Unique in this collection_ The ID field has no index, but it is updated according to this field, so that all update matches will scan the whole table. The business side only launched a large number of update statements today, so it suddenly timed out.
03 solution
In fact, the solution to this problem is relatively simple, that is, add an index to the corresponding database set:
db.coll.createIndex({ "unique_id": 1 },{background:true});
Note that the background addition is used here in order not to block the business access of the foreground.
After the index is added, the business feedback response timeout problem is solved. Check the relevant monitoring. The monitoring is shown as follows:


It can be seen that the CPU utilization has decreased from 100% to less than 10%, and the load has decreased from more than 800 to about 1.
Let's look at the number of connections:
+-------------+---------+---+-------+-----------+-----------+--------+---------+ |HOST |STATE |LAG|VERSION|NODE_CONF |CONNECTIONS|MEM_USED|DISK_USED| +-------------+---------+---+-------+-----------+-----------+--------+---------+ | | | | | | | | | |10.xx.xxx.xxx|PRIMARY |0 |4.0.4 |P:1;D:0;H:0|86/10000 |9.5GB |54G | |10.xx.xxx.xxx|SECONDARY|0 |4.0.4 |P:1;D:0;H:0|58/10000 |9.5GB |54G | |10.xx.xxx.xxx|SECONDARY|0 |4.0.4 |P:1;D:0;H:0|51/10000 |10.4GB |54G | +-------------+---------+---+-------+-----------+-----------+--------+---------+
The number of connections also changed from 1217 to 86, returning to normal.
So far, the problem has been solved.
04 summary
The problem itself is relatively simple and the handling method is relatively simple. However, the process of troubleshooting and locating the problem is worth summarizing. In fact, this method can be used for troubleshooting any database problem, whether MySQL, MongoDB, Redis, MC or TiDB. Let's try to summarize:
1. Find out the background of the problem and the business phenomenon at this time;
2. Find out the architecture of the current problem database and confirm whether it is the master database problem or the slave database problem. If it is a distributed cluster, locate the node first;
3. Check the server where the current database is located, such as CPU, memory, disk, network card traffic, load, etc
4. If there is no problem with the server, further locate the database status on the server and first determine the current operation of the database. Here, you can use the monitoring information or some commands of the database itself.
5. Locate the specific database operation, contact the business party for solution, and usually give optimization suggestions.

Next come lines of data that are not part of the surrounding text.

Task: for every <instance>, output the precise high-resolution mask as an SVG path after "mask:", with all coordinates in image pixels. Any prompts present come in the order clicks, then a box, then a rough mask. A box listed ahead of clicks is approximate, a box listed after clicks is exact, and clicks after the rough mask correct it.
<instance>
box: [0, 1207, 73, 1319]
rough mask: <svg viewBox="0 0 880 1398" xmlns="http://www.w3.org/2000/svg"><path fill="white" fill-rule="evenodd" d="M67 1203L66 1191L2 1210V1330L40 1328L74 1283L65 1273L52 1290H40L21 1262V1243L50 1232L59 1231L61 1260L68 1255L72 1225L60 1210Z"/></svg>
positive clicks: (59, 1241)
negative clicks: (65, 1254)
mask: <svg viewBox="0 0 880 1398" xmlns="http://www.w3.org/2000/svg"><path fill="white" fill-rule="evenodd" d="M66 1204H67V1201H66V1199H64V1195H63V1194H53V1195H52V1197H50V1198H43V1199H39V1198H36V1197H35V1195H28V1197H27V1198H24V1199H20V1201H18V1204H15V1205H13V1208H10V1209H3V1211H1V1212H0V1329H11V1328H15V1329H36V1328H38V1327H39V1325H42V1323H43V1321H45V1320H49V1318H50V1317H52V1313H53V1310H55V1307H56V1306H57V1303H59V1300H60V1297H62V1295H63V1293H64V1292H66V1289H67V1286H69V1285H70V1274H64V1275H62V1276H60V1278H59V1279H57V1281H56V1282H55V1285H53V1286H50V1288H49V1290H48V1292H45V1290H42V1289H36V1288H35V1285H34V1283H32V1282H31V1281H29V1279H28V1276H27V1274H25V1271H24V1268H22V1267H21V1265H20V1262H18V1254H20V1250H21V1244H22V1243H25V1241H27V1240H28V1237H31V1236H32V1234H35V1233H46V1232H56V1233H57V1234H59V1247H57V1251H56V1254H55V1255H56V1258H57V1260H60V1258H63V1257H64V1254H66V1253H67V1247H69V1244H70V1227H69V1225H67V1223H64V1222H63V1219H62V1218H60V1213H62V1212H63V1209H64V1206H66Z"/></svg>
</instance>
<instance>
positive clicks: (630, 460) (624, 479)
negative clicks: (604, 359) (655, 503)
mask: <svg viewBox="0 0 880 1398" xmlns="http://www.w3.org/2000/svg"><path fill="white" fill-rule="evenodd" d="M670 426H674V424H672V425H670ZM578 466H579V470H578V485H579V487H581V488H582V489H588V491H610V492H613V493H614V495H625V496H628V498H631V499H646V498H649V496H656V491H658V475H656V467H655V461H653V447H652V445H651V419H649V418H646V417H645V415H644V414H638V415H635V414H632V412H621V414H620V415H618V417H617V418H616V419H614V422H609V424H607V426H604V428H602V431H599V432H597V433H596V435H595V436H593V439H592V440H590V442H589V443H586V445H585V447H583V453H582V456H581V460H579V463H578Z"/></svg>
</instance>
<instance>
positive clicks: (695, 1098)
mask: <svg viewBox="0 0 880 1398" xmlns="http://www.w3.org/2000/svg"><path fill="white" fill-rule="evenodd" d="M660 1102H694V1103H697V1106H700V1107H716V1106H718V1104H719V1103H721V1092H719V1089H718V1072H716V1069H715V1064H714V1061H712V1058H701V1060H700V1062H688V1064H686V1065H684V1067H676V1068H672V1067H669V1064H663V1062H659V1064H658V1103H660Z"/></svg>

In this problem, only a small index is not created, which will cause the CPU load to soar more than 800 times. In fact, it is very scary. When the amount of data is small, whether to add an index or not is not a big problem, but when the amount of data is large and access is frequent, no index will lead to disaster.
For the online environment, we can't let go of any hidden danger, more than.